La phrase la plus utile à l'époque de l'IA est peut-être la moins spectaculaire: "je ne sais pas". Elle ne fait pas rêver les investisseurs, mais elle empêche parfois une réponse plausible de devenir une erreur confiante.

Bureau avec conseil d IA et note je ne sais pas

The Next Web a rapporté une étude de Valerio Capraro, Chiara Marcoccia et Walter Quattrociocchi. Des participants devaient répondre à des questions difficiles sur des détails visuels de films. Un groupe répondait sans IA, l'autre pouvait demander conseil à un modèle. Step 3.5 Flash avait été choisi parce qu'il se trompait souvent sur ce type de questions: le but était d'observer la réaction humaine face à une machine convaincante mais fausse.

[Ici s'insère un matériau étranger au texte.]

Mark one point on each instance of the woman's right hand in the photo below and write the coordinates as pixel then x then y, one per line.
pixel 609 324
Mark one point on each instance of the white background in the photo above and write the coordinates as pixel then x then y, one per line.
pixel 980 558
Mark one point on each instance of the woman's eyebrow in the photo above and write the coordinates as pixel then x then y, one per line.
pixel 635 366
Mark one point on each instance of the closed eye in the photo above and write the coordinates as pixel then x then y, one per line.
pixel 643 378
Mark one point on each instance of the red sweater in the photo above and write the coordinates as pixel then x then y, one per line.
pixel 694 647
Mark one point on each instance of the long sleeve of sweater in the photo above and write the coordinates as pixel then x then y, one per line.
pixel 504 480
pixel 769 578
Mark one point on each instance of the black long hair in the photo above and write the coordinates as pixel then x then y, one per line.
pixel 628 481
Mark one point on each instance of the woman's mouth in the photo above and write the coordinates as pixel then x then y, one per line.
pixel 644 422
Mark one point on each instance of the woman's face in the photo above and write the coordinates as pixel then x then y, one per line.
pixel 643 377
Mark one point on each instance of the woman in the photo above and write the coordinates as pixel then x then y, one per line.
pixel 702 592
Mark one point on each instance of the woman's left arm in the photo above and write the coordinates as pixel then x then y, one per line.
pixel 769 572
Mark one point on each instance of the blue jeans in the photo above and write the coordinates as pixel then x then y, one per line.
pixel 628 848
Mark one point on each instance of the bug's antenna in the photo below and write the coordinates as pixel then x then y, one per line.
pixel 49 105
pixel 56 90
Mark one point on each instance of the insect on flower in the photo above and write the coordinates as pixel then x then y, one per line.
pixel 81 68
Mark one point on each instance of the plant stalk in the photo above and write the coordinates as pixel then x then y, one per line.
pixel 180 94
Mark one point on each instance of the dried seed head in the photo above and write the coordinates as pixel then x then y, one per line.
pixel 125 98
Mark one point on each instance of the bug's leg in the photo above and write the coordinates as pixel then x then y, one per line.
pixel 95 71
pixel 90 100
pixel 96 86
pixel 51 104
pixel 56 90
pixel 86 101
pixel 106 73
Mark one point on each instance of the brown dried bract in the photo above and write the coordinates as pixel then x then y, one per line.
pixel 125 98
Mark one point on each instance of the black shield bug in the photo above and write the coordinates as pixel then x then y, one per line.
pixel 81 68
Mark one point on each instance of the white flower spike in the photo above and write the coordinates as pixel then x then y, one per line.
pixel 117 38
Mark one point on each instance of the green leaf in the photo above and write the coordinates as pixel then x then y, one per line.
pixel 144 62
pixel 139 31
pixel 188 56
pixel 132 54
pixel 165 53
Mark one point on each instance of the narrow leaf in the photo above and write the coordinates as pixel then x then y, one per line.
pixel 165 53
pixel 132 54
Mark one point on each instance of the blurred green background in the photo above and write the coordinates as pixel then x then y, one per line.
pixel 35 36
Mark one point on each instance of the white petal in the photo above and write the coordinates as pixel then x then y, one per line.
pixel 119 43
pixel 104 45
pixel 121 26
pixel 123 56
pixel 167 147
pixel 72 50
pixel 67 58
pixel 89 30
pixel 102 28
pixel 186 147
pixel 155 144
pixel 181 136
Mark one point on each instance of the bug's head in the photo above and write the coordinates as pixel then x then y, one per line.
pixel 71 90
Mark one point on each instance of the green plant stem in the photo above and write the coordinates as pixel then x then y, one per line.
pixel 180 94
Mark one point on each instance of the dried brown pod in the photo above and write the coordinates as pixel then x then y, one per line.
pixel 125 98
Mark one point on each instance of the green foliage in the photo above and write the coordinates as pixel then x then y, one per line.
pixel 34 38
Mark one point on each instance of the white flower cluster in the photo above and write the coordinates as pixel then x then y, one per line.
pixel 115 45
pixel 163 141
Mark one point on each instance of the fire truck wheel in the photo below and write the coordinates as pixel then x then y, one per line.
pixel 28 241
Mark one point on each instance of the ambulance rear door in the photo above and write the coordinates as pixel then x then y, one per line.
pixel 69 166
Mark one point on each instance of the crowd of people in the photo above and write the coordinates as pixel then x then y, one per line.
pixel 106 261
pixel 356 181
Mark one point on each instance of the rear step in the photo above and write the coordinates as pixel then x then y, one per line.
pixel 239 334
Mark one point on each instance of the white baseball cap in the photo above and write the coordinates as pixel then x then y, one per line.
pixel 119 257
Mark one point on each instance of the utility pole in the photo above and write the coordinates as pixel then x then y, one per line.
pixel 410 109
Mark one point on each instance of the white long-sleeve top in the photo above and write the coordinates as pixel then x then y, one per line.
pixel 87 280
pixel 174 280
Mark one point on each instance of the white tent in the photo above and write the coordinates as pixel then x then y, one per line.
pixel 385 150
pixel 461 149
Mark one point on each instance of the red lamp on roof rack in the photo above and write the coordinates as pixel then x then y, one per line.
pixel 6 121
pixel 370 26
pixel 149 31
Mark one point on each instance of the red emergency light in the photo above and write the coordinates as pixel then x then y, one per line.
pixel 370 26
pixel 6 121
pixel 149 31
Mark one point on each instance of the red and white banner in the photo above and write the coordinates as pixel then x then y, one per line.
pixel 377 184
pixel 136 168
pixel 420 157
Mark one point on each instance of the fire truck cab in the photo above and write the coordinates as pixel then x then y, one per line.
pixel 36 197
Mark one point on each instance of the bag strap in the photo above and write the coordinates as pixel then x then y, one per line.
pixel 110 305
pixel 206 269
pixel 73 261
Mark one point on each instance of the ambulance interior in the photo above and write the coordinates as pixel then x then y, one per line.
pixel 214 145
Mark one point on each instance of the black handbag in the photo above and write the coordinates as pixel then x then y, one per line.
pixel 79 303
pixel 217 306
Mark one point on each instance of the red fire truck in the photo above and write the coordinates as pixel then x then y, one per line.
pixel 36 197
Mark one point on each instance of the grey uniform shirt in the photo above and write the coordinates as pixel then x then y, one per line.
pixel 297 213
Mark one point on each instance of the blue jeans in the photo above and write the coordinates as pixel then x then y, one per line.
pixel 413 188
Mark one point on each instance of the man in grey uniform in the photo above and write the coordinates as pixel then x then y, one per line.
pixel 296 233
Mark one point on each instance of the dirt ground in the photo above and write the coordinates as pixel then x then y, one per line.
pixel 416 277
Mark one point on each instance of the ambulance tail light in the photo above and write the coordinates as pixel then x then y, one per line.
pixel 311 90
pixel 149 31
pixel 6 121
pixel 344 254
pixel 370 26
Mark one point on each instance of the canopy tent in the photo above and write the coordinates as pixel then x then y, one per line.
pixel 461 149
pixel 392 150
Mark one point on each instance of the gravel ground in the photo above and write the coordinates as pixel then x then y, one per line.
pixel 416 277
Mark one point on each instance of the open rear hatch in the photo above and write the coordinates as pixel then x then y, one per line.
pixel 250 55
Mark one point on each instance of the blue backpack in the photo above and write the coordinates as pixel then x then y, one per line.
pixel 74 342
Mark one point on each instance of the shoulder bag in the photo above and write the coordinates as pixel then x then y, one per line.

Sans IA, les participants avaient raison dans 27% des cas et répondaient "je ne sais pas" dans 44% des cas. Avec l'IA, la précision tombait à 9%, tandis que l'aveu d'incertitude chutait à 3%. La confiance, elle, montait de 30% à 76%. Même l'argent n'a pas réparé le problème: la précision du groupe avec IA n'est remontée qu'à 16%.

La conclusion raisonnable n'est pas "n'utilisez jamais l'IA". Elle est plus précise: quand on ne peut pas vérifier facilement une réponse, l'IA peut court-circuiter le moment de doute. Le danger n'est pas seulement l'erreur. C'est l'erreur qui arrive habillée en certitude.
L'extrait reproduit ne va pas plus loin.